Probabilistic machine learning algorithms for molecule discovery
Repository URI
Repository DOI
Change log
Authors
Abstract
Discovering new molecules empowers humanity to solve problems in health, agriculture, energy, and more. The key challenge of molecule discovery is that the space of all possible molecules is vastly larger than the amount of molecules which we can test experimentally with our limited resources. Given this challenge, arguably the best option is to judiciously select which molecules to test based on both our current knowledge and our expectation of what information will be gained from each test.
In machine learning, this approach is typically called Bayesian optimisation and has been studied for many other problems, such as tuning hyperparameters of machine learning models. Although in principle Bayesian optimisation can be straightforwardly applied to the problem of discovering new molecules, the discrete nature of molecules means that new models and algorithms are needed to make Bayesian optimisation work in practice.

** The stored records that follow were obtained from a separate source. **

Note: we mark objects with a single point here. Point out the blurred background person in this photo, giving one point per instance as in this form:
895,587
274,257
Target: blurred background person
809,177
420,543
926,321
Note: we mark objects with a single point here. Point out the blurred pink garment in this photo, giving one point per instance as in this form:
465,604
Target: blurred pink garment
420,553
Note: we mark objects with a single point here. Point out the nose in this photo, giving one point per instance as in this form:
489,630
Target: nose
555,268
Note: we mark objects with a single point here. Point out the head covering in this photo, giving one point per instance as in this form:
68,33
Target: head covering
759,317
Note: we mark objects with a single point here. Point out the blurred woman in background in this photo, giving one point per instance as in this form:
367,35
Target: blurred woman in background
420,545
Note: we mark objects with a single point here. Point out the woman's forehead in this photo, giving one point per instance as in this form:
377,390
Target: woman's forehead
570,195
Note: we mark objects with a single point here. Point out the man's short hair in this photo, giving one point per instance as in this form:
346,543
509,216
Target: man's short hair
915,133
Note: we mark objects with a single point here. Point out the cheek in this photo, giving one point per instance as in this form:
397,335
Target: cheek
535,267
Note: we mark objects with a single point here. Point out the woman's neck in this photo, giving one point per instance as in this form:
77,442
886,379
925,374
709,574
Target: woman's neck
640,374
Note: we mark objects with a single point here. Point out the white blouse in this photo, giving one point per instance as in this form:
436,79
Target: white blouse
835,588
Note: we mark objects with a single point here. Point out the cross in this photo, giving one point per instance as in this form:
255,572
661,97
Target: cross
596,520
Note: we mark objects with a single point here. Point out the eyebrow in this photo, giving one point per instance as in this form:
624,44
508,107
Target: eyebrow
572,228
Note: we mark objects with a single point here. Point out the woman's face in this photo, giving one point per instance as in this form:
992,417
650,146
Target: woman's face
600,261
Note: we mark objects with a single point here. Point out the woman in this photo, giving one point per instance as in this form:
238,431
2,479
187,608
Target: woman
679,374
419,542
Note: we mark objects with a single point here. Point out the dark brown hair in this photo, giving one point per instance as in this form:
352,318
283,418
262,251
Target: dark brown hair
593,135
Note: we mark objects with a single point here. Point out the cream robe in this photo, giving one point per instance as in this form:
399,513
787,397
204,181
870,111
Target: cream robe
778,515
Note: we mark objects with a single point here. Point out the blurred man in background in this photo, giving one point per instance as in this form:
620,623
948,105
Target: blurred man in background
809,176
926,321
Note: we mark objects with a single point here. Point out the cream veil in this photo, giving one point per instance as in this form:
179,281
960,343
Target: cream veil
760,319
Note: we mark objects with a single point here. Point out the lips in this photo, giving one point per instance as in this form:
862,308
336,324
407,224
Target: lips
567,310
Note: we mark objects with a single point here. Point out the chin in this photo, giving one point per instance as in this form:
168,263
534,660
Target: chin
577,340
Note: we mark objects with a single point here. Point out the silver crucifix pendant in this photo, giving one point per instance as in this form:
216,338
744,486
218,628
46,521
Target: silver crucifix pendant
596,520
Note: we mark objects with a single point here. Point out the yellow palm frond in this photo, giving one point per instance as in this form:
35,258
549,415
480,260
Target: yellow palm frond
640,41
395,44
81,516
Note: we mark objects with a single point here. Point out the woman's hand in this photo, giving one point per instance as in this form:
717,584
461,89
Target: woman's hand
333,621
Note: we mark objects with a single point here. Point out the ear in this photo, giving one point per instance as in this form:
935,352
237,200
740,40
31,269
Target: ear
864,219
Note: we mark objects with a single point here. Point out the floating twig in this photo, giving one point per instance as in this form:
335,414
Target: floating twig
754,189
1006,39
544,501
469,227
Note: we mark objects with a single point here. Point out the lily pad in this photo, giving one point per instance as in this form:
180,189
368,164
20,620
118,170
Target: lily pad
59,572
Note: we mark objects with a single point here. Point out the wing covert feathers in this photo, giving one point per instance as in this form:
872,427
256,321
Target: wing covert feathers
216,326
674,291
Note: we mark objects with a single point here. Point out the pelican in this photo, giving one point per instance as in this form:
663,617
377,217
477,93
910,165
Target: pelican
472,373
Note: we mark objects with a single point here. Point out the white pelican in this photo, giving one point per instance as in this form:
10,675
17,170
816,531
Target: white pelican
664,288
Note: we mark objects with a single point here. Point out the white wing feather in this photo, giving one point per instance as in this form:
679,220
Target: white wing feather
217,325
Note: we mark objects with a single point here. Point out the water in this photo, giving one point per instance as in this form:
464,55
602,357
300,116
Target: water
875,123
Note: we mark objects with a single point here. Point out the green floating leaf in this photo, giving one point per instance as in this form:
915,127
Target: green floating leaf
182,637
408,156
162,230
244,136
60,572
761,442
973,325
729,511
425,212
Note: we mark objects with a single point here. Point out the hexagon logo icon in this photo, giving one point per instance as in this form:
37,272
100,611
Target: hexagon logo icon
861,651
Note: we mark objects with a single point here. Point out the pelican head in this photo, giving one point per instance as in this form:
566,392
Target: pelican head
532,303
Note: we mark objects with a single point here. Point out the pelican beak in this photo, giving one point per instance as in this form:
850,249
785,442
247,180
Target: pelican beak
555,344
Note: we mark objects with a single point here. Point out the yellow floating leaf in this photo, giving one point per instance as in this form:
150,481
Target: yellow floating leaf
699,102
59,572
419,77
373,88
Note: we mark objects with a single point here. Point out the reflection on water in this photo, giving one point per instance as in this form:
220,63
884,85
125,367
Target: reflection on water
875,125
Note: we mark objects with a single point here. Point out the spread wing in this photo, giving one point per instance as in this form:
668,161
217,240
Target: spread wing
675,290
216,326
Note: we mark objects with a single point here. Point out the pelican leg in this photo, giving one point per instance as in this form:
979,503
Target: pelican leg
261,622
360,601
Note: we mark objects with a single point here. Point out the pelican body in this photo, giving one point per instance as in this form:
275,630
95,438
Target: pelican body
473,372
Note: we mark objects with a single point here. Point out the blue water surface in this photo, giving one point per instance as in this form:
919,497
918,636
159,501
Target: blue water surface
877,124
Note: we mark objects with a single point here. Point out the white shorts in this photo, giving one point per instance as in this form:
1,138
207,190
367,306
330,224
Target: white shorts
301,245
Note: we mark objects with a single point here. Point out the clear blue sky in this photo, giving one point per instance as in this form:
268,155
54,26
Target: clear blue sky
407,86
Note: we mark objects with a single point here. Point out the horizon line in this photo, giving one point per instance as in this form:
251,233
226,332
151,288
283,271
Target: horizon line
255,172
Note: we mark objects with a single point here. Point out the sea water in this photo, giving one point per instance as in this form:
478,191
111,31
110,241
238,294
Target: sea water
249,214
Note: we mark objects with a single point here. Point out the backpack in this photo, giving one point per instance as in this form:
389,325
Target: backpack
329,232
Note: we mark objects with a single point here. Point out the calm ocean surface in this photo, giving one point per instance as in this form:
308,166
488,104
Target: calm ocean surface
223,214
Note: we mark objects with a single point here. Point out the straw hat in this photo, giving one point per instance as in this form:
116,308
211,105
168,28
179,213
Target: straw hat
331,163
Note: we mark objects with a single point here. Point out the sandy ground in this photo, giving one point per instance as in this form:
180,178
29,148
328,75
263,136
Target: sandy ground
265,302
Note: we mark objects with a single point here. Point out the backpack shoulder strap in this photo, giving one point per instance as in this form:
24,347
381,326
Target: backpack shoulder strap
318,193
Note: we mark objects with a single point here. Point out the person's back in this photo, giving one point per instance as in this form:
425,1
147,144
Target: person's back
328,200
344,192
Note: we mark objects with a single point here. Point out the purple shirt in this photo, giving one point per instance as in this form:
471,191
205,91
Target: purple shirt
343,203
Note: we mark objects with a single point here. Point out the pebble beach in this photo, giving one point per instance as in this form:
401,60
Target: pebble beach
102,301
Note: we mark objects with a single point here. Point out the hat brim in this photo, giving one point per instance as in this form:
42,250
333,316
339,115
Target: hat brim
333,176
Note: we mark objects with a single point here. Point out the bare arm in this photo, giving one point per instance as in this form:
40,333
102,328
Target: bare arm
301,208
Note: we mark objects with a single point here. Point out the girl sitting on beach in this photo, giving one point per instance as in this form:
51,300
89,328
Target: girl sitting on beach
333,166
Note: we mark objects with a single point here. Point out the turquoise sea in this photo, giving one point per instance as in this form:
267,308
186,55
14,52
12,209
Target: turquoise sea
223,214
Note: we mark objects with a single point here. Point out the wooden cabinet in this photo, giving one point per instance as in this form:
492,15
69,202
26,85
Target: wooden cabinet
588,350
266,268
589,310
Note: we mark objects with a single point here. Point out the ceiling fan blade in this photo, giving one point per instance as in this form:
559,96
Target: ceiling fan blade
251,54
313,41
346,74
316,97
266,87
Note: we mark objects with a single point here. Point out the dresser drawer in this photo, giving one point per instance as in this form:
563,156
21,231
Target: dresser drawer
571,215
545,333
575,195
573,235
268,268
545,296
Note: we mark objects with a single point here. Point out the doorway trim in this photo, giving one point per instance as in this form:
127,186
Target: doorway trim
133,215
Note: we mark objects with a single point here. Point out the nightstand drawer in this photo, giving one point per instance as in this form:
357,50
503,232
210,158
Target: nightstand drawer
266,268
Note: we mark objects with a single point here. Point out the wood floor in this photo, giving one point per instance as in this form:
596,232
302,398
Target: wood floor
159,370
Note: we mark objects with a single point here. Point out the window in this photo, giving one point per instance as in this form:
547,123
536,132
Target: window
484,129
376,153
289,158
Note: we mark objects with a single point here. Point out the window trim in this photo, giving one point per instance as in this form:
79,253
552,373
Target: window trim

This thesis presents various probabilistic machine learning algorithms which could be used within a Bayesian optimisation loop to discover new molecules. Latent space optimisation with weighted retraining (chapter 3) and adaptive deep kernel fitting with implicit function theorem (chapter 4) are both algorithms which use a Gaussian process with a deep neural network kernel function to model the relationship between molecular structure and some property of interest. Tanimoto random features (chapter 5) allows an established cheminformatics model to be applied (approximately) to large datasets. Finally, retro-fallback (chapter 6) uses a novel probabilistic formulation of the retrosynthesis problem to estimate whether a molecule can be synthesized, and thereby determine whether it should be considered by Bayesian optimisation. Together, these algorithms form a suite of tools which could be used to discover new molecules automatically and intelligently.